The whole next day Winkle shied away from the faerie humanity, hiking alone in the summer hills above the gathering. In the dark on the way back to the main meadow Winkle saw a lone figure switching around the stones of an intentional faerie circle that some human had arranged during a drug trip. Winkle crept up behind this individual that he could see was actually painting little faces upon the rocks using fingernail polish. "How pretty" said Winkle. The painter yelped then fell over, looked up to Winkle and said, "I'm caught! Want to join me in some fun?" Winkle noted he was painting in the dark, as the moon had yet to rise. This was no human faerie. "My name is Morning Glory, or just plain Glory. They were serving up that fetid gray crap again for dinner, and I had to escape the coming storm of faerie flatulence." Winkle felt hungry, but not for that. "Want to go forage in the woods for something better to eat?" offered Glory. Winkle was dumbstruck. "Yes."

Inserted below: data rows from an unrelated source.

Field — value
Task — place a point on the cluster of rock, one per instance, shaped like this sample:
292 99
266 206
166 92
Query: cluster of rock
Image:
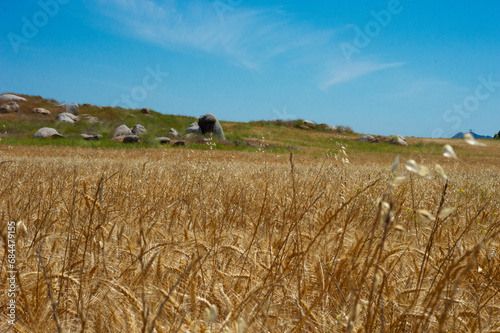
394 139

As the rising moonlight illuminated the forest, Glory found them some late summer flowers and berries to eat. Pixies always know where to find flowers. Later, in Winkles tent, they touched and kissed and loved each other. Winkle dropped his glamour with his clothes. Glory stood naked as a pixie. They embraced. The lone crystal that hung above the tent in the maple tree glowed with eldritch light.
The next morning, Glory told Winkle it was time for them to go. Time to leave this human world of Republicans and Cheese Whiz. In the dawn they walked together in early mist to the barn, where Winkle found Barry passed out with the dancing nymph. Planting a gentle kiss upon Barry's cheek, Winkle slipped a note in his pocket along with the car keys. Glory liberated the granola for the raccoons.

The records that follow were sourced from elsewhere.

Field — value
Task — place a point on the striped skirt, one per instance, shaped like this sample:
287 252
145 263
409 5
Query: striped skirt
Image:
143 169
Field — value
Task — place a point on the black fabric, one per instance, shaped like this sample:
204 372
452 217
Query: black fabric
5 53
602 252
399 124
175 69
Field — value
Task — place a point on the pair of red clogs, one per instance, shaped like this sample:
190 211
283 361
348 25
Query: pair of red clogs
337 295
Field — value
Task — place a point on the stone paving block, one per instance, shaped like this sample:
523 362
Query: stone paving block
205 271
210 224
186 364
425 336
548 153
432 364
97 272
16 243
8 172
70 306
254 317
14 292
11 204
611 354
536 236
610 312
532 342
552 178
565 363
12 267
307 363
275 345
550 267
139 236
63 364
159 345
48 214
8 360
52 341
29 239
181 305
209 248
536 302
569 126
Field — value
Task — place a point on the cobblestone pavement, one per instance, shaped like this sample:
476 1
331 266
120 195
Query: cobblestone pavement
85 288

Glory and Winkle walked hand-in-hand to the stone circle, where they had first met the night before. In the dawn's light Winkle saw that what he thought were faces were instead glyphs and symbols of a sort unspoken to this world. Glory adjusted a few of the rocks, and together they stepped through the circle and found themselves on a beach aglitter with every rainbow shade.

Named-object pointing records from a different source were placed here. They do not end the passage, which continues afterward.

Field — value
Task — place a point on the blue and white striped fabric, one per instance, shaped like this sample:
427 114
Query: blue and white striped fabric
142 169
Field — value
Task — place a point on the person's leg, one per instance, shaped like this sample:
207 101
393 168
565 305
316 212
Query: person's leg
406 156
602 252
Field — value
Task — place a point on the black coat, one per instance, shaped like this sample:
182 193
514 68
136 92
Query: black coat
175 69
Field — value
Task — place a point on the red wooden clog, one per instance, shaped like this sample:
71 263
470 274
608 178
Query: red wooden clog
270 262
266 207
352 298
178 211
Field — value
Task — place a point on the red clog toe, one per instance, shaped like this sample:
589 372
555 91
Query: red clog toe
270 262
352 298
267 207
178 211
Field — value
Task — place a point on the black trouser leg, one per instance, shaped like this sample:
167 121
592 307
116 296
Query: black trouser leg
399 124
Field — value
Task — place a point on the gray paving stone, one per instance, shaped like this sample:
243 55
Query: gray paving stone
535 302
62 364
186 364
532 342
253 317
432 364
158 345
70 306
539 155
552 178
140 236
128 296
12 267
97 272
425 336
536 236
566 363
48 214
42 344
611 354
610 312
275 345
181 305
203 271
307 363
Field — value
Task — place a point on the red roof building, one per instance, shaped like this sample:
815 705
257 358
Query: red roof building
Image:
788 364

Carl Vaughn Frick first found faerie space in the heart of the 1980's. He has lived in Seattle, San Francisco, and now resides in Portland, Oregon. Vaughn has worked as a cartoonist, illustrator, newspaper art director, photographer, ceramicist, woodworker, set designer, and in 1987 was co-chair for Seattle's Gay/Lesbian/Bi/Trans Pride Parade. For five years he wrote and drew an environmental comic strip called Cascadia that appeared in various newspapers. Vaughn's cartoons and illustrations have been printed in RFD Magazine, White Crane Journal and many other odd and quirky publications across the spectrum of imagination. Vaughn is currently working on two books: In Transit, stories of adventures from working for Portland's public transportation system, and The Life of Stan Stone, the complete comic strip life of a character he began drawing in the pages of Gay Comix.
The Faerie Cony-Catcher
Delia Sherman
In London town, in the reign of good Queen Bess that was called Gloriana, there lived a young man named Nicholas Cantier. Now it came to pass that this Nick Cantier served out his term as apprentice jeweler and goldsmith under one Master Spilman, jeweler by appointment to the Queen's Grace herself, and was made journeyman of his guild. For that Nick was a clever young man, his master would have been glad for him to continue on where he was; yet Nick was not fain thereof, Master Spilman being as ill a master of men as he was a skilled master of his trade. And Nick bethought him thus besides: that London was like unto the boundless sea where Leviathan may dwell unnoted, save by such small fish as he may snap up to stay his mighty hunger: such small fish as Nicholas Cantier. Better that same small fish seek out some backwater in the provinces where, puffed up by city ways, he might perchance pass as a pike and snap up spratlings on his own account.
So thought Nick. And on a bright May morning, he packed up such tools as he might call his own--as a pitch block and a mallet, and some small steel chisels and punches and saw-blades and blank rings of copper--that he might make shift to earn his way to Oxford. So Nick put his tools in a pack, with clean hosen and a shirt and a pair of soft leather shoon, and that was all his worldly wealth strapped upon his back, saving only a jewel that he had designed and made himself to be his passport. This jewel was in the shape of a maid, her breasts and belly all one lucent pearl, her skirt and open jacket of bright enamel, and her fair face of silver burnished with gold. On her fantastic hair perched a tiny golden crown, and Nick had meant her for the Faerie Queene of Master Spenser's poem, fair Gloriana.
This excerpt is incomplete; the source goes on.